Director: Emma Ene Mang
Producer: Ugochukwu Okoro E.
Cast: Alex Ekubo, Ruth Kadiri, Daniel Illoyd, Inem Peters, Ifeoma Odukwe
There are very few films that focus on women that are abusive in a relationship. To feature abuse in a Nollywood film means the man is going to be the abusive one. The only form of abuse that exists for women on the other hand, is that they are nags, temperamental, or demanding. “Neighbour’s wife” gives us two marriages as a case study. In one family, the man is abusive, in the other; the woman is the abusive one.
Ifeoma (Ruth Kadiri) is in control of her home. When we first meet her, she is yelling at her husband ordering him on what to do for their young daughter. Her husband, Ben (Alex Ekubo) does not say much. He is a nerd, he wears glasses and has a sluggish way of moving around. A scene that points to his awkwardness is when he calls a female colleague to ask about foundation and concealer, he wants to know which comes first. This is unusual for a man that is married, until we see a scar on his face. It is that scar that he wants to conceal that reveals the domestic violence that exists in his home. He is in denial of this abuse, not because of shame but because he believes marriage succeeds on tolerance.

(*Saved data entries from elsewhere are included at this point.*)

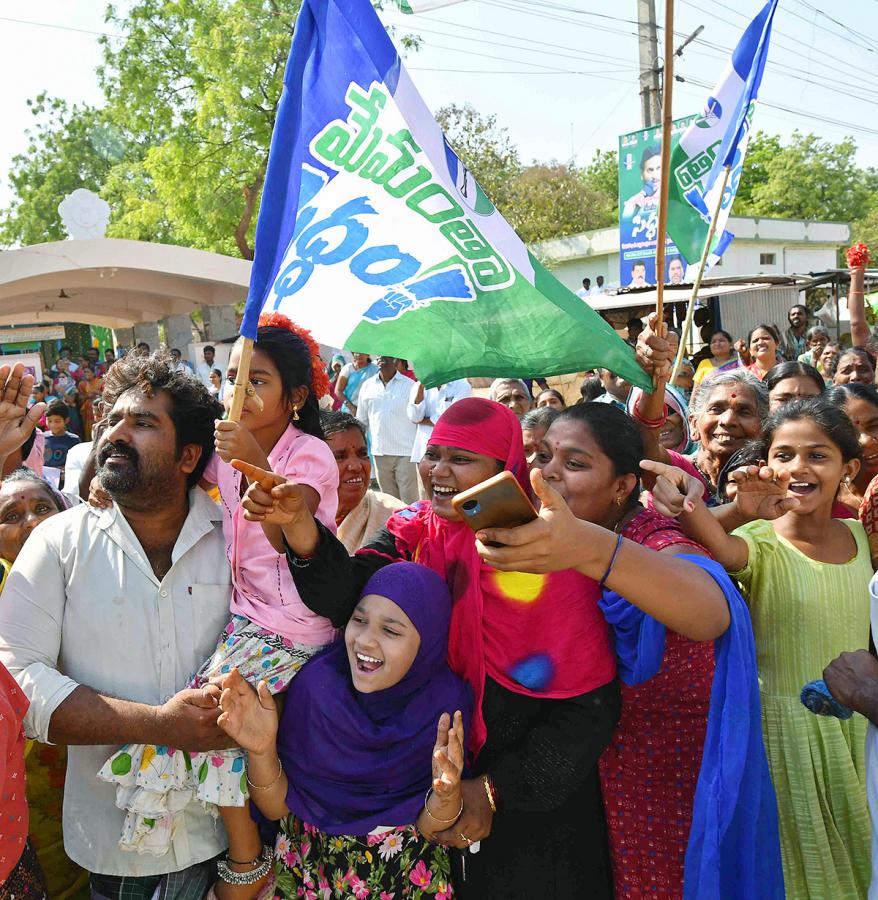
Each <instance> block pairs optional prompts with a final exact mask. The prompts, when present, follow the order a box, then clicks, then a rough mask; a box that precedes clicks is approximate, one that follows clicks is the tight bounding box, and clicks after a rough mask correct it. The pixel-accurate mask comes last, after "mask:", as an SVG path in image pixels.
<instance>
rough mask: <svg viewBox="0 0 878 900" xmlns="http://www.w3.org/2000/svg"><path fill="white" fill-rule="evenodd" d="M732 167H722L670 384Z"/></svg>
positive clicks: (700, 279) (675, 359)
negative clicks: (718, 183) (718, 184)
mask: <svg viewBox="0 0 878 900" xmlns="http://www.w3.org/2000/svg"><path fill="white" fill-rule="evenodd" d="M731 171H732V167H731V166H726V167H725V168H724V169H723V182H722V184H721V185H720V190H719V196H718V197H717V198H716V206H715V207H714V210H713V218H712V219H711V220H710V228H708V230H707V237H706V238H705V240H704V249H702V251H701V262H700V263H699V264H698V272H697V273H696V275H695V280H694V281H693V282H692V293H691V294H690V295H689V306H688V307H687V309H686V322H685V324H684V325H683V334H682V335H681V336H680V346H679V347H678V348H677V358H676V359H675V360H674V370H673V371H672V372H671V384H673V383H674V379H675V378H676V377H677V372H679V371H680V366H681V365H682V363H683V356H684V355H685V352H686V342H687V341H688V340H689V332H690V331H691V330H692V317H693V316H694V315H695V301H696V300H697V299H698V291H699V290H700V289H701V279H702V278H703V277H704V270H705V269H706V268H707V257H708V256H710V245H711V244H712V243H713V236H714V235H715V234H716V220H717V219H718V218H719V214H720V210H721V209H722V206H723V196H724V194H725V192H726V185H727V184H728V183H729V175H730V174H731Z"/></svg>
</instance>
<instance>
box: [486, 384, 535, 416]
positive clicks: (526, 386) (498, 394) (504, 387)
mask: <svg viewBox="0 0 878 900" xmlns="http://www.w3.org/2000/svg"><path fill="white" fill-rule="evenodd" d="M490 397H491V399H492V400H496V401H497V403H499V404H500V405H501V406H508V407H509V409H511V410H512V411H513V412H514V413H515V415H517V416H523V415H524V414H525V413H526V412H527V411H528V410H529V409H531V407H532V406H533V397H532V396H531V393H530V390H529V388H528V386H527V385H526V384H525V383H524V382H523V381H522V380H521V379H520V378H495V379H494V381H493V382H492V383H491V390H490Z"/></svg>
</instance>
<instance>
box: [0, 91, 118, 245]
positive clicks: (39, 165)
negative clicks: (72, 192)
mask: <svg viewBox="0 0 878 900" xmlns="http://www.w3.org/2000/svg"><path fill="white" fill-rule="evenodd" d="M28 105H29V106H30V108H31V112H32V113H33V115H34V117H35V119H36V124H35V127H34V128H33V129H32V130H29V131H28V132H27V134H26V136H27V149H26V150H25V151H24V152H23V153H19V154H17V155H16V156H15V157H14V158H13V160H12V171H11V173H10V176H9V181H10V184H11V187H12V189H13V197H12V200H11V202H10V205H9V208H8V209H7V210H6V214H5V216H4V217H3V219H2V220H0V244H2V245H5V246H10V245H12V244H37V243H42V242H43V241H52V240H58V239H60V238H63V237H64V236H65V235H64V230H63V227H62V225H61V217H60V216H59V215H58V204H59V203H60V202H61V200H63V199H64V197H65V195H67V194H69V193H70V192H71V191H74V190H76V189H77V188H83V187H84V188H88V189H89V190H98V189H99V188H100V187H101V185H103V184H104V183H105V182H106V180H107V178H108V176H109V174H110V172H112V170H113V169H114V168H115V167H116V166H117V165H119V163H120V160H121V159H122V158H124V157H125V155H126V152H127V148H126V145H125V142H124V141H123V140H122V139H121V138H119V137H118V136H117V134H116V133H115V132H114V130H113V129H111V128H110V127H109V126H108V125H107V122H106V117H105V115H104V113H103V112H102V111H101V110H97V109H94V108H93V107H90V106H70V105H69V104H67V103H65V102H64V101H63V100H58V99H52V98H50V97H48V96H47V95H46V94H40V95H39V96H38V97H36V98H35V99H34V100H32V101H29V104H28Z"/></svg>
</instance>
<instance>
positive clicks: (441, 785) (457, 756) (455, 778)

His wife flaunts her male colleague, Wale (Daniel Illoyd) before him. She enjoys Wale’s company over her husband’s. Wale is a married man and is also an abusive husband. Eventually Wale and Ifeoma elope leaving their marriages. This gives the abandoned partners an opportunity to bond.
Neighbor’s wife attempts to tackle the problem of domestic violence and while it does this, it fails at delivery. It is interesting to watch the mannerism that Alex Ekubo adopts for his performance as Ben; however, his performance alone cannot sustain the film. The rest of the cast are there not as support systems to each other but to get the script interpreted and to move to the next project. It is evident in the delivery of their roles how rushed the project is.
For the director, Emma Eme who directed “The Screenplay” we cannot blame him for the lack of creative invention by the film. The actors leave the job of creating and interpreting an important story to Alex Ekubo, while he does a good job, the script stretches scenes for too long. Dialogue goes on and on. Many unnecessary scenes make it almost unbearable. It is the type of film that makes you eager for Karma, at the same time; it will tempt you to fast forward to the last scene to know what is going to happen.
If given the opportunity, we will pick out scenes that make watching Neighbor’s wife a burden. Once those scenes are gone, the film will offer a straight forward story that is commendable.